Torna la violenza nel calcio argentino. Un morto a Bahìa Blanca, prima del Clàsico Villa Mitre-Olimpo

10.02.2020 13:48 di Roberto Scannapieco   Vedi letture
Torna la violenza nel calcio argentino. Un morto a Bahìa Blanca, prima del Clàsico Villa Mitre-Olimpo

Torna la violenza nel calcio argentino e lo fa purtroppo in "grande stile". Sono stati due gli episodi di violenza consumati nell'ultimo fine settimana, che hanno provocato anche un morto.

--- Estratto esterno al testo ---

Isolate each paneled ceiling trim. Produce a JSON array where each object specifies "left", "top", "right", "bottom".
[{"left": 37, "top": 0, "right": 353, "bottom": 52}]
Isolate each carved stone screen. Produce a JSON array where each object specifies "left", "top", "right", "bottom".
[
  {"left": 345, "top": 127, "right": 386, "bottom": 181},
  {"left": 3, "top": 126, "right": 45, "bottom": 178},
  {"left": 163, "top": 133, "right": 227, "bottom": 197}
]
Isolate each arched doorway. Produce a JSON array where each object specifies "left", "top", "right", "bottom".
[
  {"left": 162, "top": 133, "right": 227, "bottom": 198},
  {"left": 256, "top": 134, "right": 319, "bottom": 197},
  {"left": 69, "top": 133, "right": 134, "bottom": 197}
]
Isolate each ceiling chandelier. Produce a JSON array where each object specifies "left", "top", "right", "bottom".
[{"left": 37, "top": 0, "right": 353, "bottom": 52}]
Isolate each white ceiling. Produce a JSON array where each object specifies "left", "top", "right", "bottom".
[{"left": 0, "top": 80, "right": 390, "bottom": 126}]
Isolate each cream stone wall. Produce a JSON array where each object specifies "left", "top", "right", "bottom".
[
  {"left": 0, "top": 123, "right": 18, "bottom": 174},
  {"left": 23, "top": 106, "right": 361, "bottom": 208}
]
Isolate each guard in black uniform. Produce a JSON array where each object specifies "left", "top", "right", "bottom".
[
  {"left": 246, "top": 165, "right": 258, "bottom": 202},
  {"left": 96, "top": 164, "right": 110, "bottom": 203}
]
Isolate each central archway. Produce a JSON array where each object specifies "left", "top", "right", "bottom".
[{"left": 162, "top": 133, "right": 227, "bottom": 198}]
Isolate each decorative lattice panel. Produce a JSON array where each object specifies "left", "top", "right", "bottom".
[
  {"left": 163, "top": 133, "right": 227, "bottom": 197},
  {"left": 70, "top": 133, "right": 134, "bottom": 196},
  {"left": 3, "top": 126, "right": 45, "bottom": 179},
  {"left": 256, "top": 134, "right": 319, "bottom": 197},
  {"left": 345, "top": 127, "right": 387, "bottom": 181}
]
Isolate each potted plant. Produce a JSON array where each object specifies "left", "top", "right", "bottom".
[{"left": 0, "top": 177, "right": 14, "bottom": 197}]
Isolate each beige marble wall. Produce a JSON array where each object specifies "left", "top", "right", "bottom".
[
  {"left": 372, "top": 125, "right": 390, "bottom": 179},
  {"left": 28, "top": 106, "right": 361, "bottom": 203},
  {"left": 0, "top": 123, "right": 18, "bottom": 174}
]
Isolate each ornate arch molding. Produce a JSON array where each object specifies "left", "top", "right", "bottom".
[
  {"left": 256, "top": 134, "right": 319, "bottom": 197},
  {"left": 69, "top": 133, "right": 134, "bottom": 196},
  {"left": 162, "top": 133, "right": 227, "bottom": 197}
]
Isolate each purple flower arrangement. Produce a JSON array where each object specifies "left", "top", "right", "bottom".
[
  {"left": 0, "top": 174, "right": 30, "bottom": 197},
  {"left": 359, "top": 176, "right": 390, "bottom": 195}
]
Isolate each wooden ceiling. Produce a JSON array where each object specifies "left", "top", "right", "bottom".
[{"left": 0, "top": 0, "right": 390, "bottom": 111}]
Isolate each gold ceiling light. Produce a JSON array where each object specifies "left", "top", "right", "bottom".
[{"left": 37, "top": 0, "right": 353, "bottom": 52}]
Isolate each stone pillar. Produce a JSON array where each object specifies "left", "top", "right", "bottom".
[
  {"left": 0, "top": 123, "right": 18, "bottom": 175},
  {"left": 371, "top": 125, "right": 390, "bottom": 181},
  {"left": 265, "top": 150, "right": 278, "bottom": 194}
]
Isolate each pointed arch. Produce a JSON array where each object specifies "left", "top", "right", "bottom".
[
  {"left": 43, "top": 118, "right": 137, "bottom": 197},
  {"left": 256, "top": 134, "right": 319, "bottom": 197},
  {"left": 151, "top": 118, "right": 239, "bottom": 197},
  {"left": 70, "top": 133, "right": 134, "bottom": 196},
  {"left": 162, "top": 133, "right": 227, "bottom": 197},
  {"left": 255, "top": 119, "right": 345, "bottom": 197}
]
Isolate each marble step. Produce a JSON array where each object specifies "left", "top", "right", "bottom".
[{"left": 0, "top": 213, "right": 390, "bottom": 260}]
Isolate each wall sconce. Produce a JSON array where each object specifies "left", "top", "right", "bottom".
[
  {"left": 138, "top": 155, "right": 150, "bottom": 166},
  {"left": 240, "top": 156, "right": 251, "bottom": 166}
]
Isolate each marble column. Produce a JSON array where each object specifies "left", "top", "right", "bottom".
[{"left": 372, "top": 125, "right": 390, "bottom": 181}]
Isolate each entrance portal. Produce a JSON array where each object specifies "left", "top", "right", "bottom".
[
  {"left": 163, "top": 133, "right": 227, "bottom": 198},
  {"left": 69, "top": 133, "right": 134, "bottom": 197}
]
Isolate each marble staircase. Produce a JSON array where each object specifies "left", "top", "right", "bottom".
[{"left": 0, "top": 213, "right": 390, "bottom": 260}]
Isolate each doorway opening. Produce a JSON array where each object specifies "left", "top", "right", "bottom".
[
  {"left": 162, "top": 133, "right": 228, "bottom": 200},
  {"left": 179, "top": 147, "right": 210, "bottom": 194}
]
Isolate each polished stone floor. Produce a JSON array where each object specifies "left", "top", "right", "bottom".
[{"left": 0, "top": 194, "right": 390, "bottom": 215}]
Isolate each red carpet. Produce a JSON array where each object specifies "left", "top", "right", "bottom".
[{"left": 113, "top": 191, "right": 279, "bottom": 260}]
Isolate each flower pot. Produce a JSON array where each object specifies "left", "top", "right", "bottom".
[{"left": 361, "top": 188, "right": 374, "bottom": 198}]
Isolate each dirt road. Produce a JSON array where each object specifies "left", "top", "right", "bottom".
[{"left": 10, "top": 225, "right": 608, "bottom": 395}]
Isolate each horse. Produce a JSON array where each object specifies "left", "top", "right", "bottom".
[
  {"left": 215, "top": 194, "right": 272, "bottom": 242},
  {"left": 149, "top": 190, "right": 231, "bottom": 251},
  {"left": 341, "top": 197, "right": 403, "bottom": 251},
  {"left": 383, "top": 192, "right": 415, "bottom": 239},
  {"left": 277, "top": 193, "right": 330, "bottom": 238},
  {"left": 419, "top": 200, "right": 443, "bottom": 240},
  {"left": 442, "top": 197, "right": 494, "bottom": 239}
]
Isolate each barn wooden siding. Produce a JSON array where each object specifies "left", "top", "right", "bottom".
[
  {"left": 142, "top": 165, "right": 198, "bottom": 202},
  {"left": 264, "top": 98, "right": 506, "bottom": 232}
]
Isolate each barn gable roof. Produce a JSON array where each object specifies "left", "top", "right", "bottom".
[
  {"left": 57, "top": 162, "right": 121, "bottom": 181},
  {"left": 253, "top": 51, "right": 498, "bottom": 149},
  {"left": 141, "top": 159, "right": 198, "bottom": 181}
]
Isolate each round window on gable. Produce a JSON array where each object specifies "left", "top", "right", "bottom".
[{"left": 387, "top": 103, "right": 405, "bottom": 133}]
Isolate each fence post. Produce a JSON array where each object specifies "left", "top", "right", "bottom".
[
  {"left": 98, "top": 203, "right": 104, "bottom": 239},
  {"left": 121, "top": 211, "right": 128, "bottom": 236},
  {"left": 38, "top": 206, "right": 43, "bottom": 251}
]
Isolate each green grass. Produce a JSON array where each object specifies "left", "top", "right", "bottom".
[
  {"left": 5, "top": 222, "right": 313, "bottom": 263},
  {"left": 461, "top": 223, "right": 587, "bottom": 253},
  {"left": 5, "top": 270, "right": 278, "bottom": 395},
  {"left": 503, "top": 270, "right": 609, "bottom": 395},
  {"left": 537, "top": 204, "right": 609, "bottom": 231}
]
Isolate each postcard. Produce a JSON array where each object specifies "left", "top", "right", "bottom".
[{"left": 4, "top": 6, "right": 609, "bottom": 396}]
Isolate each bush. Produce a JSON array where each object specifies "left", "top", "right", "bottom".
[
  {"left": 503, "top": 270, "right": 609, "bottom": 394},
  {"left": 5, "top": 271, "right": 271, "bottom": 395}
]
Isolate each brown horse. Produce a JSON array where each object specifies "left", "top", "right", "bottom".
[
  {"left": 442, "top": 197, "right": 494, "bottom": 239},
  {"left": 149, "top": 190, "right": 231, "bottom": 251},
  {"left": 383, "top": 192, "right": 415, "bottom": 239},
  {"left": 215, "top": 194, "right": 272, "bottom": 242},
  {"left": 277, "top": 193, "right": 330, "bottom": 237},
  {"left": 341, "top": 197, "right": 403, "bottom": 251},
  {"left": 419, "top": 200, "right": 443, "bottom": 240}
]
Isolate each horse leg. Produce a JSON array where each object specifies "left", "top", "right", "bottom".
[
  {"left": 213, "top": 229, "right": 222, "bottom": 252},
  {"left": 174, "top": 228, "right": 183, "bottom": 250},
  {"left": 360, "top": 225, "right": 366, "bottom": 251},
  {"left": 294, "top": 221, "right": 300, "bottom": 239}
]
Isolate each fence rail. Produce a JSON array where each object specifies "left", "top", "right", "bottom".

La violenza che si e' perpetrata Sabato nel Càsico di Bahia Blanca, Villa Mitre-Olimpo, tra le tifoserie opposte ha lasciato sul campo oltre alle consuete ferite delle attività commerciali, molti i danni subiti, anche un morto, Sergio Emanuel Castillo, 28 anni, tifoso dell'Olimpo. Lo sfortunato tifoso sarebbe stato colpito da uno dei tanti proiettili che hanno scandito la mega rissa tra tifoserie avversarie affrontatesi all'esterno dello stadio del Villa Mitre prima dell'inizio della gara. Violenza anche ieri a Mendoza durante la gara di Primera Nacional, Independiente Rivadavia-Atlanta. La gara e' durata appena 5 minuti, il tempo che ha avuto l'arbitro dell'incontro di capire che ciò che stava avvenendo sulle tribune dello stadio Bautista Gargantini dove gruppi di tifosi locali, a volto coperto, hanno seminato il panico tra gli spettatori. Prima uno stop di un quarto d'ora, poi la chiusura del match per l'impossibilità delle forze del'ordine di garantire l'incolumità di tutti i presenti allo stadio, comprese le squadre. Un tragico week end quindi, che riapre la questione sicurezza negli stadi, specie quelli di "periferia", che sono già di per sè in condizioni non ottimali, e che per colpa spesso di "rese dei conti" tra gruppi di tifosi della stessa squadra portano ad incidenti molto rilevanti, per non parlare poi dei tantissimi Clàsicos che nelle serie minori la fanno da padrone, e come successo a Bahìa Blanca portano anche al morto.